When Vittorio Mincato vowed in 1999 to catapult Italy's smallish, state-controlled oil company into the ranks of the industry's giants, financial analysts shrugged off the pledge as bombast. After all, Mincato was appointed CEO in late 1998 as ENI was emerging from stinging corruption scandals and a restructuring that sharply downsized the company. Inside ENI, complacency was still rife. Mincato's division chiefs sent their new boss forecasts showing no growth for 2000, "just survival," he recalls. That wasn't good enough for the determined Veneto-born manager. He promptly developed a strategy to boost oil production by 50% over three years. Flabbergasted senior managers had to skip their traditional August holidays to begin executing their boss's new plan.
Not only did Mincato meet his target a year early, he also has outperformed the industry for five years straight -- on everything from revenue and profit growth to share price. Last year the company's net income rose 30.2%, to $9.4 billion -- up 155% in five years. Revenue jumped 13%, to $70 billion. Sure, soaring oil prices in 2004 helped. But Mincato wins accolades for focusing on ENI's core oil-and-gas business and cutting costs while dramatically building production (up 70% under his tenure) and reserves (up 30%) in a tough market. With a beefy $94 billion in market capitalization -- more than double the level in 1998 -- ENI is now the world's sixth-largest publicly traded oil company. "We are no longer the biggest of the small, but the smallest of the big," says Mincato.

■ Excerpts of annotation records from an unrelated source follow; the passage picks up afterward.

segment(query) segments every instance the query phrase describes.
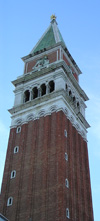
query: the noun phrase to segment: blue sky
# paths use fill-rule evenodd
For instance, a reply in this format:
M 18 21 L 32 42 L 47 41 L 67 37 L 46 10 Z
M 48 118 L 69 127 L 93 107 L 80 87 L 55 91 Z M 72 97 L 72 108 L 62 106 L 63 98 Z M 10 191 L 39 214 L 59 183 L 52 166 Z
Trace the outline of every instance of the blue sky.
M 82 71 L 80 85 L 86 102 L 88 152 L 94 220 L 100 221 L 100 1 L 1 0 L 0 1 L 0 185 L 7 150 L 8 109 L 14 103 L 11 84 L 23 74 L 20 59 L 35 46 L 55 13 L 66 46 Z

The strategic leap wasn't pure bravado. As a 42-year veteran of ENI, Mincato knew the outfit's strengths and believed its modest status in 1998 belied its potential. "The limitations of ENI back then weren't part of the DNA of the company," he says. The new CEO ignored government calls to merge with bigger rivals. Betting that oil would rise from its $10-a-barrel level, he snapped up three smaller producers. Mincato's biggest coup, though, was maneuvering deftly in 2001 to lead an eight-member consortium of giants to develop the huge Kashagan field in the North Caspian Sea -- one of the biggest discovered in 30 years, with an estimated 13 billion barrels of reserves.

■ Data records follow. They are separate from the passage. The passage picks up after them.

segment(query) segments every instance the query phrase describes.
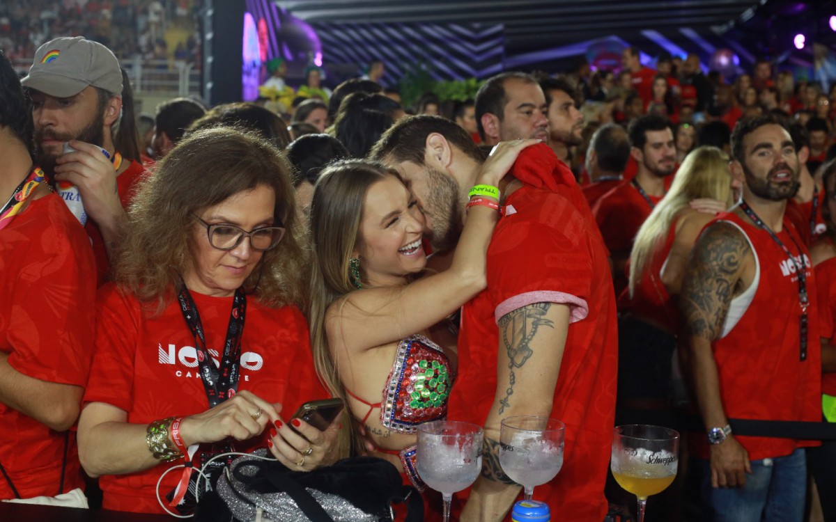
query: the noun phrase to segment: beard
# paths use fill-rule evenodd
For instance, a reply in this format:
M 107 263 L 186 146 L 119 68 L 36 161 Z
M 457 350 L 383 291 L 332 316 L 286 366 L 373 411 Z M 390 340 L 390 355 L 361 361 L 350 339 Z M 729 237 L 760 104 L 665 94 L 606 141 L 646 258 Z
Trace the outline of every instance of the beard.
M 766 179 L 761 179 L 756 176 L 752 170 L 749 170 L 749 167 L 746 166 L 745 163 L 741 165 L 743 167 L 743 174 L 746 175 L 746 185 L 749 187 L 749 190 L 751 190 L 752 194 L 759 198 L 769 200 L 770 201 L 789 200 L 795 197 L 795 195 L 798 192 L 798 189 L 801 187 L 801 182 L 798 180 L 798 169 L 793 170 L 787 163 L 782 163 L 781 165 L 772 167 L 769 172 L 767 173 Z M 782 170 L 788 170 L 793 172 L 793 182 L 777 186 L 773 185 L 769 182 L 769 178 L 772 177 L 772 174 L 775 172 Z
M 48 175 L 49 178 L 53 177 L 55 169 L 55 160 L 58 160 L 59 155 L 62 154 L 54 155 L 51 153 L 48 153 L 43 149 L 41 148 L 41 142 L 44 139 L 59 139 L 61 141 L 69 141 L 70 139 L 77 139 L 79 141 L 84 141 L 85 143 L 92 144 L 99 147 L 104 146 L 103 143 L 104 141 L 104 114 L 99 113 L 98 115 L 94 116 L 93 121 L 89 123 L 86 127 L 79 130 L 78 133 L 73 134 L 71 133 L 59 133 L 52 130 L 49 128 L 42 129 L 35 131 L 35 162 L 36 165 L 39 165 L 43 171 Z
M 647 158 L 645 158 L 645 168 L 650 170 L 655 175 L 660 178 L 666 178 L 676 170 L 676 157 L 671 158 L 670 168 L 664 169 L 661 166 L 661 161 L 656 165 L 650 165 L 647 162 Z
M 459 185 L 451 176 L 426 167 L 427 195 L 424 214 L 432 220 L 431 244 L 434 251 L 449 251 L 456 247 L 461 235 L 461 211 Z
M 568 147 L 579 145 L 584 142 L 579 134 L 574 132 L 574 128 L 570 127 L 568 130 L 560 130 L 553 129 L 549 136 L 552 141 L 565 144 Z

When bickering consortium partners were deadlocked over the choice of lead operator, ENI won out over much bigger rivals such as ExxonMobil (XOM ) and Royal Dutch/Shell Group (RD ). Mincato lobbied rivals adroitly for the job. "It was a huge leap in the recognition of our technical capabilities," says Mincato.
Born into a family of modest means, Mincato got his first lessons in cash flow at his mother's small retail shop, then went to work at age 19 at a textile company in the Veneto region. He rose to chief financial officer before the company was taken over by ENI. He has labored tirelessly for improved corporate governance in Italy. A director of Milan's Teatro alla Scala, he is a passionate fan of opera, art, and literature, publishing occasional essays on his favorite opera composers.
The 69-year-old CEO steps down soon after two three-year government mandates. Clearly the multitalented Mincato won't look for things to do.